Nasz zespół zagrał bardzo słabe zawody. Goście byli zmotywowani i prezentowali się zdecydowanie lepiej od biało-niebieskich. Już w 10. minucie Polkowice zadały pierwszy cios, kiedy Galas wykorzystał bierną postawę naszych defensorów i wyprowadził swój zespół na prowadzenie. Nasi nie otrząsnęli się jeszcze po stracie gola, a przeciwnik zadał kolejny cios. W 15. minucie Bancewicz dograł do Fryzowicza, a ten zdobył drugiego gola. Z naszej strony należy odnotować okazję Orłowskiego, z której jednak gol nie padł. Tymczasem w 30. minucie Jarosiński wybił na rzut różny uderzenie Bancewicza. W 33. minucie kibice mieli wreszcie powody do radości, bowiem po dośrodkowaniu Radziemskiego głową celnie przymierzył skuteczny Krawiec i zrobiło się 1-2.

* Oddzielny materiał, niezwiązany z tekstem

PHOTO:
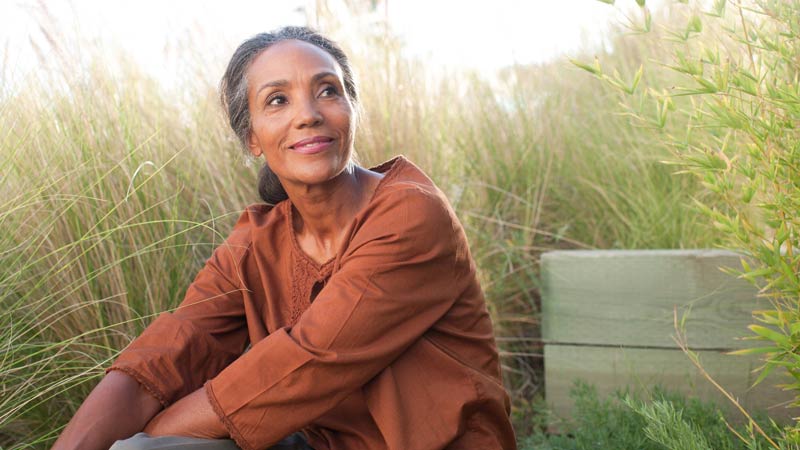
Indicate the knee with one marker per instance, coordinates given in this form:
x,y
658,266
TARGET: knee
x,y
139,441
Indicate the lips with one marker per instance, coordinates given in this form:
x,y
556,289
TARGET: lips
x,y
312,145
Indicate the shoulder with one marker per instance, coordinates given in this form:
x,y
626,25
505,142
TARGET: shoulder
x,y
408,207
249,232
407,192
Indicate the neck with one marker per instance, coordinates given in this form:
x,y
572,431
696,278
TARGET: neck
x,y
323,212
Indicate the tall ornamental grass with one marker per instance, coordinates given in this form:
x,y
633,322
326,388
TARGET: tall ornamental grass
x,y
738,69
115,189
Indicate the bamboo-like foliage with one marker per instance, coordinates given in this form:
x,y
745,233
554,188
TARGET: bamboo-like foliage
x,y
739,69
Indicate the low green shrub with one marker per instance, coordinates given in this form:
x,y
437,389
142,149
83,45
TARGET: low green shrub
x,y
659,420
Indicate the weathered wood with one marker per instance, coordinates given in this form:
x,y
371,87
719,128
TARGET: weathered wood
x,y
628,298
611,369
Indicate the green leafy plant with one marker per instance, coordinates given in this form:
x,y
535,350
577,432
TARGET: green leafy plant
x,y
630,420
737,100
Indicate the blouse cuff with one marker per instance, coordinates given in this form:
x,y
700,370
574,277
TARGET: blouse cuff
x,y
144,382
232,430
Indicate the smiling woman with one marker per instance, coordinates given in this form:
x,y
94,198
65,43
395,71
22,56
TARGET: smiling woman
x,y
353,288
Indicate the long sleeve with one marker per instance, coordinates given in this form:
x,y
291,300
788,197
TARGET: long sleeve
x,y
398,277
180,351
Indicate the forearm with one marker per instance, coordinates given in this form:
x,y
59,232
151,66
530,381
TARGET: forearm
x,y
117,408
191,416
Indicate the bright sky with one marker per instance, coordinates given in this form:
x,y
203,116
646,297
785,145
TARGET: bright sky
x,y
478,34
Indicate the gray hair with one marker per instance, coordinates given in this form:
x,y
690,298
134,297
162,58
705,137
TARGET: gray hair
x,y
233,90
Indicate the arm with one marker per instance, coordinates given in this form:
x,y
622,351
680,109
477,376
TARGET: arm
x,y
190,416
117,408
403,271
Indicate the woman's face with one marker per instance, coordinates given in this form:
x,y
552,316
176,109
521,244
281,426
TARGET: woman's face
x,y
301,118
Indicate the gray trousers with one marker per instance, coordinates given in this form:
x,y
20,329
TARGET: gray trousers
x,y
143,441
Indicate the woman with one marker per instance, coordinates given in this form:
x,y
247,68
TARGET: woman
x,y
356,293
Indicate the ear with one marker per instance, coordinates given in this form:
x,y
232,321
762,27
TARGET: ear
x,y
253,145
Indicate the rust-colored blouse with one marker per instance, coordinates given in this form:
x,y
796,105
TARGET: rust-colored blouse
x,y
386,346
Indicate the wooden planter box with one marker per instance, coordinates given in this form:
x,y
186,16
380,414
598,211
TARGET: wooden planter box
x,y
607,318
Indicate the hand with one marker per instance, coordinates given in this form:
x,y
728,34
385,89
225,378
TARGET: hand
x,y
191,416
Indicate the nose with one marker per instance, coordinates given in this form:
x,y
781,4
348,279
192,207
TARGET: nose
x,y
307,114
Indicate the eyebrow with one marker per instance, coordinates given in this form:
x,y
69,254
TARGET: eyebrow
x,y
281,83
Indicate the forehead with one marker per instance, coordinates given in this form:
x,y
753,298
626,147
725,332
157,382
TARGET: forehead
x,y
290,60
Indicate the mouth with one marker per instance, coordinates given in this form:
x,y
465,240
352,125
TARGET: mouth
x,y
312,145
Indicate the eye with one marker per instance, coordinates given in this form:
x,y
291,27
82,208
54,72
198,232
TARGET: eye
x,y
329,91
275,100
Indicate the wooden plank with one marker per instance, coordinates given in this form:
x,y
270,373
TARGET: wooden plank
x,y
628,297
611,369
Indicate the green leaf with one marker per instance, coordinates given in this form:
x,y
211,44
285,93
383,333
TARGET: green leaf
x,y
594,70
755,351
695,25
769,334
768,368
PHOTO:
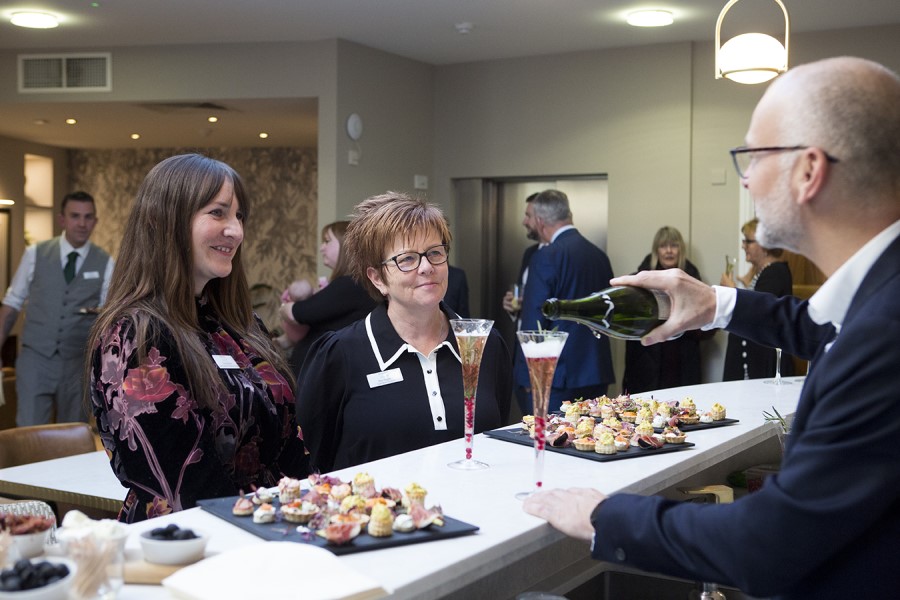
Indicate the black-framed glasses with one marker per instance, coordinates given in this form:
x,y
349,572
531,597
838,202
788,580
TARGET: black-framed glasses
x,y
410,261
743,156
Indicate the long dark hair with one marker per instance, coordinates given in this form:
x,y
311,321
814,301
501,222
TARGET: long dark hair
x,y
153,277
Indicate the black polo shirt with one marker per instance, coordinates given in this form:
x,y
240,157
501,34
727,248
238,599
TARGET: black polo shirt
x,y
365,394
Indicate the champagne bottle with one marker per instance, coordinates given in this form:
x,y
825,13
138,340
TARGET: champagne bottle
x,y
624,312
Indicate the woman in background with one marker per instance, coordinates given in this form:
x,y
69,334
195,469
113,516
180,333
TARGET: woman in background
x,y
676,362
745,359
191,397
337,303
392,382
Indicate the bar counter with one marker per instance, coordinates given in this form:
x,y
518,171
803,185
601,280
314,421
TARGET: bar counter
x,y
512,551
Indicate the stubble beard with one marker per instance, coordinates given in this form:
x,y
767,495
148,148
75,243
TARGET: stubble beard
x,y
779,225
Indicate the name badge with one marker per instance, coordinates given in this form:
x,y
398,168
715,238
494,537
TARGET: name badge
x,y
384,378
225,361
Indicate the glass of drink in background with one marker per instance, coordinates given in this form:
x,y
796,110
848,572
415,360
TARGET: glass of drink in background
x,y
517,297
542,349
471,336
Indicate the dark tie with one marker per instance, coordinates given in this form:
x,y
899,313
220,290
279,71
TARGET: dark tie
x,y
69,271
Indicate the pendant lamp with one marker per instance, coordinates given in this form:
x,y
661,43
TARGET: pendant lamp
x,y
751,57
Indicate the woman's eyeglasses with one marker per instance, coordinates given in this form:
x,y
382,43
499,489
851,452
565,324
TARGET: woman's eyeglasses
x,y
410,261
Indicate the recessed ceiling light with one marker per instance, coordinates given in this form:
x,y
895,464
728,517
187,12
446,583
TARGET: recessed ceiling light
x,y
650,18
34,20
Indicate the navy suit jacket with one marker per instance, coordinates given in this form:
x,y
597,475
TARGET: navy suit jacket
x,y
526,260
570,267
828,524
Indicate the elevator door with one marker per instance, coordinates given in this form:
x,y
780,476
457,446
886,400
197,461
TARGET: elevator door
x,y
491,239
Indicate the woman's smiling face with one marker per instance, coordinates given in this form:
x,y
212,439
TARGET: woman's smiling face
x,y
422,287
217,231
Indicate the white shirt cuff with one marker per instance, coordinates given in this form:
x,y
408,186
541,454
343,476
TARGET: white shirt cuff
x,y
726,297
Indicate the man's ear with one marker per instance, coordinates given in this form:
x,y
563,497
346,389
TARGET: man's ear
x,y
810,174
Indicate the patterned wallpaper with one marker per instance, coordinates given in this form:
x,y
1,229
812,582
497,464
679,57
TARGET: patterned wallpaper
x,y
281,240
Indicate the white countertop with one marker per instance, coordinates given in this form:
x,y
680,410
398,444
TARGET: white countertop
x,y
484,498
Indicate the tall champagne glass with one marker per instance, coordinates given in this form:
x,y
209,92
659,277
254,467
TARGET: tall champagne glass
x,y
778,379
542,349
471,336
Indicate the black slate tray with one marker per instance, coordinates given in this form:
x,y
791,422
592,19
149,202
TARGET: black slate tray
x,y
283,531
520,436
684,428
699,426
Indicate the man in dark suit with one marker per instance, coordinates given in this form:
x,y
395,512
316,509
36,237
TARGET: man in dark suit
x,y
512,303
827,525
569,266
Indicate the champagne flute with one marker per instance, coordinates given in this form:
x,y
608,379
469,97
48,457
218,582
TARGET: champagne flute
x,y
778,379
471,337
730,263
542,349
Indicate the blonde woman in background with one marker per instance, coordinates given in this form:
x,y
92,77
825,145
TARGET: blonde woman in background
x,y
745,359
338,302
676,362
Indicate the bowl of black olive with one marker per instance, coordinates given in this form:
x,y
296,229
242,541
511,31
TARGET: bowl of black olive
x,y
37,579
173,545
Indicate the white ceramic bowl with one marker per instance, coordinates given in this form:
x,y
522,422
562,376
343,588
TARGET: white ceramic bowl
x,y
31,545
173,552
58,590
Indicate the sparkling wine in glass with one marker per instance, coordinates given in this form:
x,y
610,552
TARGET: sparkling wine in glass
x,y
471,336
778,379
542,349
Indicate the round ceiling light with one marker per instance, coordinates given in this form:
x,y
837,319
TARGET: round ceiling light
x,y
650,18
34,20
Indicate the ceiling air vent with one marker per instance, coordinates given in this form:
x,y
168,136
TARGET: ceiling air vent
x,y
47,73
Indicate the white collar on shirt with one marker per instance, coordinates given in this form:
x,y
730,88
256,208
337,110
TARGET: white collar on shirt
x,y
560,231
831,302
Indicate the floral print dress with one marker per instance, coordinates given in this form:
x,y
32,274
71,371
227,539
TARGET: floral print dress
x,y
168,450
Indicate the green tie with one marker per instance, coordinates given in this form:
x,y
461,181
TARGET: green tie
x,y
69,271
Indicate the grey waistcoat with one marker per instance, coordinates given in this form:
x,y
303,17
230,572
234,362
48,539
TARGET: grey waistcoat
x,y
52,322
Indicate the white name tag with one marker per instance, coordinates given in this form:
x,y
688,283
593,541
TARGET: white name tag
x,y
384,378
225,361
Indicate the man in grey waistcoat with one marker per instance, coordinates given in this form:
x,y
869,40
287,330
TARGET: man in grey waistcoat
x,y
64,280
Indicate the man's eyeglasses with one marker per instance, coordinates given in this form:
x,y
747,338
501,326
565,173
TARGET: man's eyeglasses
x,y
410,261
743,157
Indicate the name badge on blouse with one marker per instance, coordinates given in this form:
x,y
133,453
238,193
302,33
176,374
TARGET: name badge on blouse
x,y
225,361
384,378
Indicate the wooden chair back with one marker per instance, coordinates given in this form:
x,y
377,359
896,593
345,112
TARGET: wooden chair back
x,y
24,445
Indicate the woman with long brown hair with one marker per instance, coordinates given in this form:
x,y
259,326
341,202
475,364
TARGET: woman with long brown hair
x,y
192,399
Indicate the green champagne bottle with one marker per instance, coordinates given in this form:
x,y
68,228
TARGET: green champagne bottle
x,y
624,312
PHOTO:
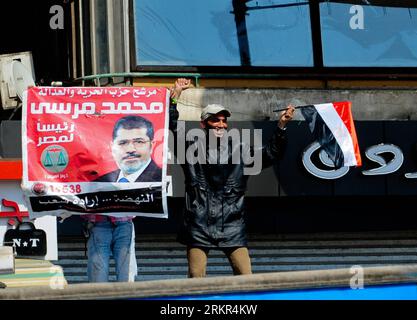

Druga połowa była bardzo brzydkim meczem. Na boisku było wiele chaosu, niepotrzebnych i złośliwych przewinień. Sytuacji bramkowych tymczasem było jak na lekarstwo. Polkowice bardzo mądrze się broniły, a nasi nie potrafili poważniej zagrozić bramce gości. Na dodatek w 70. minucie drugą żółtą i w konsekwencji czerwoną kartką ukarany został Rytko i nasi grali w osłabieniu. Chwilę po tym wydarzeniu, Sawickiemu puściły nerwy i został ukarany czerwoną kartką. Taki sam los spotkał gracza Polkowic – Sworackiego. Pod koniec meczu nasi mogli wyrównać, jednak uderzenie Grzegorza Michalaka obronił Primel. Goście wyprowadzili skuteczną akcje w 83. minucie, kiedy to do naszej bramki trafił Hempel ustalając wynik meczu na 1-3.
Górnik Wałbrzych – KS Polkowice 1:3 (1:2)
Górnik: Jarosiński, D. Michalak, Tyktor, Surmaj, Rytko, Radziemski (90’ Sobiesierski), Morawski (63’ G. Michalak), Krzymiński, Sawicki, Krawiec, Orłowski.